17 facts about Cornelis de Heem

Cornelis de Heem (8 April 1631 (baptized) – 17 May 1695 (buried)) was a still-life painter united with both Flemish Baroque and Dutch Golden Age painting. He was a aficionada of a large relatives of still-life specialists, of which his father, Jan Davidszoon de Heem (1606–1684), was the most significant.

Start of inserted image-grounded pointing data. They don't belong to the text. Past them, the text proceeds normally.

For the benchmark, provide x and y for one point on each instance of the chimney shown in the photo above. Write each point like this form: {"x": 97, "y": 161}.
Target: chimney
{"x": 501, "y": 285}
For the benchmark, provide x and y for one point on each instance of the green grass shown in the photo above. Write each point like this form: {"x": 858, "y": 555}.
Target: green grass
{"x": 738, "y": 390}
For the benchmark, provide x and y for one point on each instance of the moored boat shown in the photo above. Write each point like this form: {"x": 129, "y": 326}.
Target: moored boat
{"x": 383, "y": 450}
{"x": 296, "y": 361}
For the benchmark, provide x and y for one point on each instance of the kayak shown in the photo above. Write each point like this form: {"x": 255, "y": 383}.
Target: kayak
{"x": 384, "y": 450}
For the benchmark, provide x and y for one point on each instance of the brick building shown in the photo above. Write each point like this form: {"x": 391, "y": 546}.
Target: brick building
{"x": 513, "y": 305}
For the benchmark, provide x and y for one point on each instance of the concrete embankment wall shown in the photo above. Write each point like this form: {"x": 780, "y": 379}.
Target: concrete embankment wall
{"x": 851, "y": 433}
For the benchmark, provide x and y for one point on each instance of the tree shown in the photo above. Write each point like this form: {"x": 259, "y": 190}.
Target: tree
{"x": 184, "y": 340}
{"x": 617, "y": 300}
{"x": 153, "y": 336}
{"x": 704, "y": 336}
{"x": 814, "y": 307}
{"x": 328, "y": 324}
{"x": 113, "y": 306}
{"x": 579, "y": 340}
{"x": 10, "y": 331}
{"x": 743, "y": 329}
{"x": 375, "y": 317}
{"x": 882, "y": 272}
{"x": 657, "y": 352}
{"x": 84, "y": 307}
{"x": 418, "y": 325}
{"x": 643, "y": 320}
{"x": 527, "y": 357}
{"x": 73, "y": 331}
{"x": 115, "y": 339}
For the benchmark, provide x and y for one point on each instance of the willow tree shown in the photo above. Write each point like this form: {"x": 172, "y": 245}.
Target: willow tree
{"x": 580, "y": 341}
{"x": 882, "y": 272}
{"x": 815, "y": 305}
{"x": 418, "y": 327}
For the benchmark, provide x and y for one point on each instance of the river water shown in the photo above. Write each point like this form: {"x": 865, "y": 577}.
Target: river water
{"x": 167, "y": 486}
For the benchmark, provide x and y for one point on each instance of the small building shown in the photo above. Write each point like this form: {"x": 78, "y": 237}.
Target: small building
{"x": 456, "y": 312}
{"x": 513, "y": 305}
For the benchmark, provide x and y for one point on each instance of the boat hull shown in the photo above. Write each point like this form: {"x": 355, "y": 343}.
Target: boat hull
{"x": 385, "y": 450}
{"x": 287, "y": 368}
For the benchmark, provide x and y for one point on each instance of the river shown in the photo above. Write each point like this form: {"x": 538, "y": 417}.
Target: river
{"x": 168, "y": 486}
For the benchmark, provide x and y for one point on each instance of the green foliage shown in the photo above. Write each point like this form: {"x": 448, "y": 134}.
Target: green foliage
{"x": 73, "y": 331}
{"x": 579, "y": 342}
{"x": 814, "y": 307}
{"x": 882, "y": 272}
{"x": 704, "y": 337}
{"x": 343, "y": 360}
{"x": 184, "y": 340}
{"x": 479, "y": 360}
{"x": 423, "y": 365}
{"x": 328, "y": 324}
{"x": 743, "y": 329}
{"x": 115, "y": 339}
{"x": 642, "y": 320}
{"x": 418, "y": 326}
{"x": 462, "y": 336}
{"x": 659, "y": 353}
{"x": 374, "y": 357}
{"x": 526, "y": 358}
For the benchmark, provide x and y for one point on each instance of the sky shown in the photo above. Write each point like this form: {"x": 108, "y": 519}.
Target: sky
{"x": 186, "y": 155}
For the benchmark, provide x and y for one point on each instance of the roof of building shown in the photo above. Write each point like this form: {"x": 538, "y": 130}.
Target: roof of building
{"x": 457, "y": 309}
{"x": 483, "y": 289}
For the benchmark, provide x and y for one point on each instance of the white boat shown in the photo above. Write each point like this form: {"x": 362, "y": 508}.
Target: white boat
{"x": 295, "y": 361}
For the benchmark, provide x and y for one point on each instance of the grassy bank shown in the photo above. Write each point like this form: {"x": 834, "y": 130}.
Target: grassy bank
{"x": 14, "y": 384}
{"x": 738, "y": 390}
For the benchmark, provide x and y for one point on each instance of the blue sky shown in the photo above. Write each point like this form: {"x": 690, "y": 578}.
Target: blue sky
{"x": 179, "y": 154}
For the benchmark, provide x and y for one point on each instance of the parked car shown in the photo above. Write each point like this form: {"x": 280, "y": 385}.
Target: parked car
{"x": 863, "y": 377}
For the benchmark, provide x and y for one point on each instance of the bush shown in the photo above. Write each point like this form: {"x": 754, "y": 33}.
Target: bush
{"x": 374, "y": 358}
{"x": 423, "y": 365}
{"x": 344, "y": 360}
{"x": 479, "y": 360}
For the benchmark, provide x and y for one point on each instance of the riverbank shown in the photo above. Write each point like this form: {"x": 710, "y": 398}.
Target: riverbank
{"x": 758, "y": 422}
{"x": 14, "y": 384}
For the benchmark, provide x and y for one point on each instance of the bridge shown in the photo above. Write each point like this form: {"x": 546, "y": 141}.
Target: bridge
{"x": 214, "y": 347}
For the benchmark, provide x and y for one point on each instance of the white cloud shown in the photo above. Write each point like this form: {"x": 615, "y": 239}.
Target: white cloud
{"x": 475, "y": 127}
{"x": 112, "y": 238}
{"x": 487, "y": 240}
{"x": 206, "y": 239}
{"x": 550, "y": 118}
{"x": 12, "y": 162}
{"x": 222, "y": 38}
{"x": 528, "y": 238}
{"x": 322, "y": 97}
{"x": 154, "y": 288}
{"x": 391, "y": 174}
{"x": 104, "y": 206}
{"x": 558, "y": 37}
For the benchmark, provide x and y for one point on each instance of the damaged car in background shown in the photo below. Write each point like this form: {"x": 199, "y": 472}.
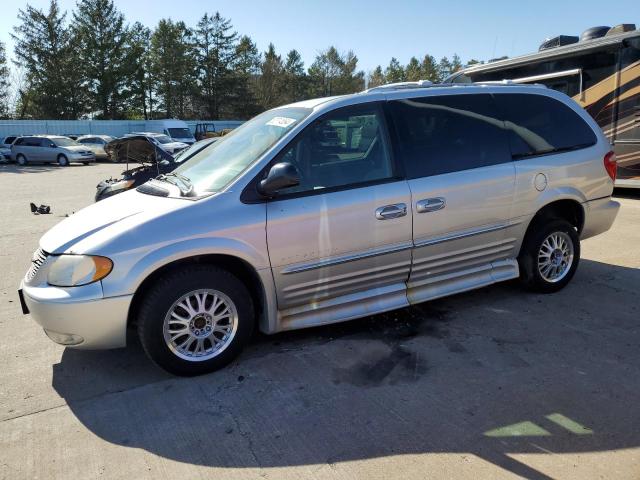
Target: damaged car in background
{"x": 150, "y": 160}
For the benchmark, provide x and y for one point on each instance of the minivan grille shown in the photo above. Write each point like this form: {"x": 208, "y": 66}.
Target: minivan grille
{"x": 39, "y": 257}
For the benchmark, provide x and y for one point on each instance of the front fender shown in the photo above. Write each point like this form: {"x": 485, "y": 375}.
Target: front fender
{"x": 125, "y": 281}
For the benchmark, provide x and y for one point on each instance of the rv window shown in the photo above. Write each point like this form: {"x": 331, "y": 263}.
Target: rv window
{"x": 539, "y": 124}
{"x": 449, "y": 133}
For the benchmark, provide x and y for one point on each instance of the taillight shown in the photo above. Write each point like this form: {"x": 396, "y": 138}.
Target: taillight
{"x": 610, "y": 165}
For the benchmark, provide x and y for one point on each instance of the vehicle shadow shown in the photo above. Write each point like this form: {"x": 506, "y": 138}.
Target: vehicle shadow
{"x": 36, "y": 168}
{"x": 630, "y": 193}
{"x": 493, "y": 373}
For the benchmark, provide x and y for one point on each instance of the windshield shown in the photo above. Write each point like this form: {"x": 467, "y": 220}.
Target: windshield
{"x": 64, "y": 142}
{"x": 216, "y": 166}
{"x": 162, "y": 139}
{"x": 183, "y": 155}
{"x": 180, "y": 132}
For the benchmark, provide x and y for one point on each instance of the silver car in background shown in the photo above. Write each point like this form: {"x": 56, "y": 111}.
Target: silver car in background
{"x": 50, "y": 149}
{"x": 329, "y": 210}
{"x": 96, "y": 144}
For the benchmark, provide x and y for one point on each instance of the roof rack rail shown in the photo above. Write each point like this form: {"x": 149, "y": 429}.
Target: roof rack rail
{"x": 427, "y": 84}
{"x": 509, "y": 82}
{"x": 401, "y": 85}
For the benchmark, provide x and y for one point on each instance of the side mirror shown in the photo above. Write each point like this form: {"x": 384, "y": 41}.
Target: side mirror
{"x": 282, "y": 175}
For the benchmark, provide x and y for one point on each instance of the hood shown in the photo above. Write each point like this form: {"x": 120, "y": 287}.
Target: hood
{"x": 185, "y": 140}
{"x": 77, "y": 148}
{"x": 174, "y": 145}
{"x": 137, "y": 149}
{"x": 100, "y": 222}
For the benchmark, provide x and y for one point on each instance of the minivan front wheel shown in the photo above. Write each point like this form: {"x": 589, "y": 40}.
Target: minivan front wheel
{"x": 195, "y": 320}
{"x": 550, "y": 256}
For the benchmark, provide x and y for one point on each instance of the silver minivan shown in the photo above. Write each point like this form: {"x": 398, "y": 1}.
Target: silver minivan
{"x": 329, "y": 210}
{"x": 50, "y": 149}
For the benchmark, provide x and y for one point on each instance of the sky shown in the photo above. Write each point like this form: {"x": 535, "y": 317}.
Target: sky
{"x": 377, "y": 30}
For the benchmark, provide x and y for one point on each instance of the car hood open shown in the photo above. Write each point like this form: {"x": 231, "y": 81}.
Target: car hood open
{"x": 87, "y": 228}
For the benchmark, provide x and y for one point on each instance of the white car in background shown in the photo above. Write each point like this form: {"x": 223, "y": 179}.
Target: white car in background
{"x": 96, "y": 144}
{"x": 163, "y": 141}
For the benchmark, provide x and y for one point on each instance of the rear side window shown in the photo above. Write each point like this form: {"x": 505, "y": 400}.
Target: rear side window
{"x": 31, "y": 142}
{"x": 538, "y": 125}
{"x": 346, "y": 147}
{"x": 444, "y": 134}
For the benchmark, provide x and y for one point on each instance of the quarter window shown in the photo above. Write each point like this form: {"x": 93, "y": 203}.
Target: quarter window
{"x": 443, "y": 134}
{"x": 345, "y": 147}
{"x": 538, "y": 124}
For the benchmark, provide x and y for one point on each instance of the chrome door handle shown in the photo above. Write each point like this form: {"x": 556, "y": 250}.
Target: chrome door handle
{"x": 391, "y": 211}
{"x": 430, "y": 204}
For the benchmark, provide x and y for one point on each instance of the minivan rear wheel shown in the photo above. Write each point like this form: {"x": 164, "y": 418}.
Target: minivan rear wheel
{"x": 550, "y": 256}
{"x": 195, "y": 320}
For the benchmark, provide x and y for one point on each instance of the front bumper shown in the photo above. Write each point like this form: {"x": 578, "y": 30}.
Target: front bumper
{"x": 598, "y": 216}
{"x": 80, "y": 313}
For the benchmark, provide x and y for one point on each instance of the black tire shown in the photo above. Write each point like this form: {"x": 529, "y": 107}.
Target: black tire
{"x": 530, "y": 274}
{"x": 167, "y": 290}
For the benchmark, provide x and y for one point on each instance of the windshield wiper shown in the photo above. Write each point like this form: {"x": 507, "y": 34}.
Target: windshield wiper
{"x": 183, "y": 183}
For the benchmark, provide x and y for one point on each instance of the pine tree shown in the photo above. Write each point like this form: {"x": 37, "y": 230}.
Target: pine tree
{"x": 139, "y": 84}
{"x": 215, "y": 44}
{"x": 444, "y": 69}
{"x": 334, "y": 74}
{"x": 394, "y": 72}
{"x": 246, "y": 69}
{"x": 45, "y": 49}
{"x": 295, "y": 79}
{"x": 101, "y": 38}
{"x": 376, "y": 78}
{"x": 4, "y": 83}
{"x": 173, "y": 68}
{"x": 271, "y": 84}
{"x": 350, "y": 79}
{"x": 456, "y": 63}
{"x": 429, "y": 69}
{"x": 413, "y": 72}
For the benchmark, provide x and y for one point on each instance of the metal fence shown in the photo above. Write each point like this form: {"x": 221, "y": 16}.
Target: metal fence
{"x": 115, "y": 128}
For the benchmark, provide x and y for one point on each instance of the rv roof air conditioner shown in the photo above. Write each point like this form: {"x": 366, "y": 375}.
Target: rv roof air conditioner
{"x": 593, "y": 33}
{"x": 622, "y": 28}
{"x": 558, "y": 41}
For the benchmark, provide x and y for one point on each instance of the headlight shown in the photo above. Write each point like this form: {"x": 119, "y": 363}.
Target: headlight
{"x": 122, "y": 184}
{"x": 76, "y": 270}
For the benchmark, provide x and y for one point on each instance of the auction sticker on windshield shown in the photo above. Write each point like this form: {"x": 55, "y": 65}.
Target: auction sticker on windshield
{"x": 283, "y": 122}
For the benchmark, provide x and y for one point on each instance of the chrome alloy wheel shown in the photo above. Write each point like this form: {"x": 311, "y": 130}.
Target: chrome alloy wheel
{"x": 555, "y": 257}
{"x": 200, "y": 325}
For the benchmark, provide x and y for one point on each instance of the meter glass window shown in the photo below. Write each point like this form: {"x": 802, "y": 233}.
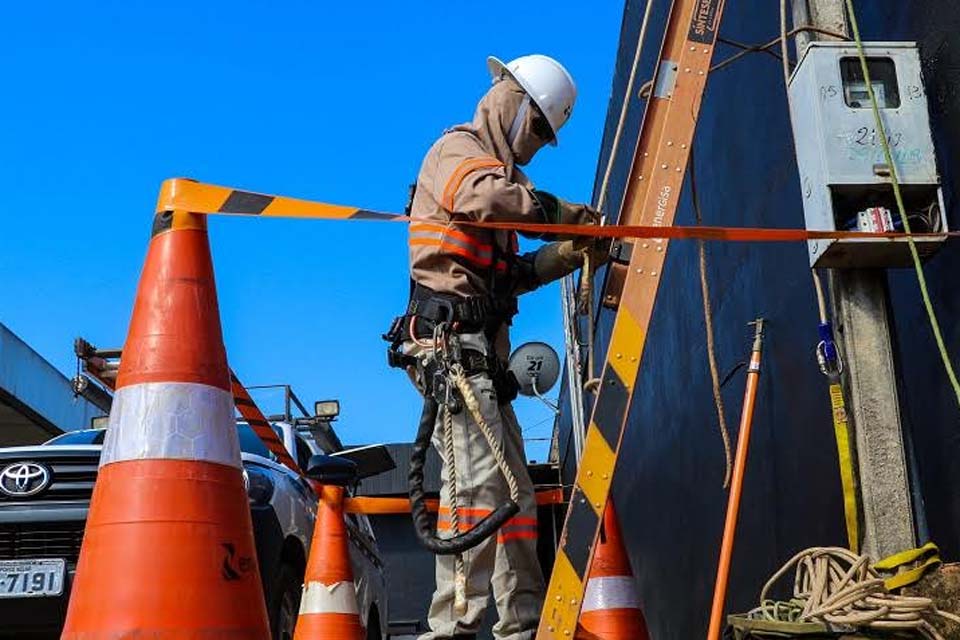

Cornelis was baptised in Leiden upon 8 April 1631, and moved next his associates to Antwerp in 1636. He appears to have been trained by his daddy in Antwerp, who, like him, was born in the Dutch Republic but died in the Southern Netherlands. Jan’s subsequent career, like many painters—especially after the Peace of Westphalia in 1648—moved fluidly in the midst of the two traditionally-connected areas of the north and south Low Countries. He became a aficionado of the Antwerp painters’ guild in 1660, and from 1667 until the late 1680s he was variously lithe in Utrecht, IJsselstein, and The Hague. It is often not easy to distinguish the works of the rotate members of the family, which included his brother Jan Jansz., nephew Jan Jansz. II, and son David Cornelisz. (1663–after? 1718), who whatever painted mostly flower and fruit pieces in a thesame style and probably often collaborated. Cornelis’s works, however, tend to be small, display a preference for mighty blues, and, over time, shifted away from the painterly style preferred by his father. He died in Antwerp, aged 64.